Öncelikle, anne babaların \"Benim çocuğum daha iyi, daha iyisini yapar!\" lafları altında çocukları soktukları ama aslında kendil egolarını yarıştırdıkları bu \"tay\" yarışından kafalarını kaldırmaları gerekiyor.
Eğitim bir kaç aşamalı olmalı.
İlk aşama: Çocuğun kendisini, toplumu ve dünyayı tanıdığı dönem; oyun, merak, işbirliği, empati, sorgulama, temel bilimsel bakış, aile konuları temel olmalı.
Sadece temel okuma ve temel matematik bilgileri verilebilir. Bilimsel bakış; hikayeler içinde, deneysel eğlencelerde sadece anlatılır.

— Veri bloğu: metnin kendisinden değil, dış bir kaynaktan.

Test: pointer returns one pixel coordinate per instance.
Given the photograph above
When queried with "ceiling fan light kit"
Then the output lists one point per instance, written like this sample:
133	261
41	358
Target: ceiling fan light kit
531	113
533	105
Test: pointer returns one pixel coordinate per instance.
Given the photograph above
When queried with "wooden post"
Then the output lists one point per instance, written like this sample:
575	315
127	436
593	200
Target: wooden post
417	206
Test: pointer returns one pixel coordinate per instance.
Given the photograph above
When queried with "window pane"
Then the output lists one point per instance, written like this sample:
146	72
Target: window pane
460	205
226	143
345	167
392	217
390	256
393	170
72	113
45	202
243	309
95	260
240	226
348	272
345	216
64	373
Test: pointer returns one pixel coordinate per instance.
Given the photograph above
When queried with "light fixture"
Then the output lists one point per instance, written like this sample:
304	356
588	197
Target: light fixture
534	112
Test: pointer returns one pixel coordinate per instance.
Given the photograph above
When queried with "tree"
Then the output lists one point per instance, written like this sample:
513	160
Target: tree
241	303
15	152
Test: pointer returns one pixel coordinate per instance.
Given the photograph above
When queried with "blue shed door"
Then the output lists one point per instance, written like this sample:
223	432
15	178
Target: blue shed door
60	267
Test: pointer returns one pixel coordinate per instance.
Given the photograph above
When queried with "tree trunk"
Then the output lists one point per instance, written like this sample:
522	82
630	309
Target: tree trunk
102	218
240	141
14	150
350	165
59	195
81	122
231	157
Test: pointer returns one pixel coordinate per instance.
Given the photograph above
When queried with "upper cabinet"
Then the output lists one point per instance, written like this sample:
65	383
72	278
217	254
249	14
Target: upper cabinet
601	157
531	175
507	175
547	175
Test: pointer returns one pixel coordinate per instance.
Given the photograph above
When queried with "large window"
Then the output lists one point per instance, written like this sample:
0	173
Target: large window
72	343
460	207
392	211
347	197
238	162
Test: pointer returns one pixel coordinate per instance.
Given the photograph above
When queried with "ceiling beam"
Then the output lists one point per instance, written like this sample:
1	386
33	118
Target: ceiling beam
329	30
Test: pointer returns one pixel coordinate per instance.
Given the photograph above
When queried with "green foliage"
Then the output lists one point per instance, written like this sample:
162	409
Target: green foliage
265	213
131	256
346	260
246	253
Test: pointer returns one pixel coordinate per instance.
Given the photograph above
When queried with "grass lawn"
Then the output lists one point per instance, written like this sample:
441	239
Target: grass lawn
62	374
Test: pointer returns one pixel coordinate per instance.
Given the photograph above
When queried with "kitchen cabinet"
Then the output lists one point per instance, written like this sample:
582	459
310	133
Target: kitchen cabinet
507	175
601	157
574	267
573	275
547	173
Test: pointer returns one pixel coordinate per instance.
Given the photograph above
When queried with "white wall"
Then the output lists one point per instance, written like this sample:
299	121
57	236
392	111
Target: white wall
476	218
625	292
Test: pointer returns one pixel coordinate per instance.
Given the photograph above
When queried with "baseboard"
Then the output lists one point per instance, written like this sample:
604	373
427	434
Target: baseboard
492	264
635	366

Spor, müzik, resim, heykel, şiiri hikaye dersleri başlamıştır.
İkinci aşama: Çocuğun neyden zevk aldığını ve hangi alana yönelmek istediğini saptayacağı dönem. Bir kaç seçenekli olmasına özen gösterilir. İlgi duyduğu alanla ilgili temel bilgi ve eğitimin verilldiği dersleri kendisi seçer.
Sınıfta kalma yoktur. Zevk aldığı bir dersi istediği kadar alabilir. Ama süresi sınırlıdır. 3 ya da 4 yıl sonunda seçtiği 3 alanda değerlendirmeye (sınava girer). En iyi olduğu iki alan belirlenir.
Bu dönemde bir yabancı dil, bir spor dalı ve bir müzik aleti eğitimi de şarttır.
Üçüncü aşama: Bu dönemde en iyi olduğu alanların ilk ikisi üzerinde kendisini geliştirir. Dersleri buna göre, ihtiyacını tamamlamak üzeredir. Ayrıca zevk aldığı ve kişisel gelişim üzerine de derslere katılmaktadır. Sınavlar geçmek için değildir. Bilgi düzeyini gösterir. Başarısız olduğu dersleri bırakabilir.
Okulu bitirdiği zaman, bu alanda çırak olarak çalışabilecek düzeyde temel bilgilerle donatılmıştır.
Dördüncü aşama: Üniversite eğitimi; tamamen seçilen alanda uzmanlaşma ve yetkin olmaya yönelik eğitimdir. Eğitim yıllara göre değil, başarılan derslere göredir.
Beşinci aşama: Eğer birey topluma yönelik; hukuk, kamu yönetimi, tıp doktorluğu gibi bir alanda çalışacaksa, eğitimini aldığı alandan farklı bir alanda daha eğitim alması \"şart olmalı\" ...
Bu şekilde hem disiplinler arası bilgi ve teknoloji aktarımı hem de daha geniş bir bakış açısı ile uzmanlaşma mümkün olacaktır.
Daha üst aşamalar, akademik olanlara giriyor artık.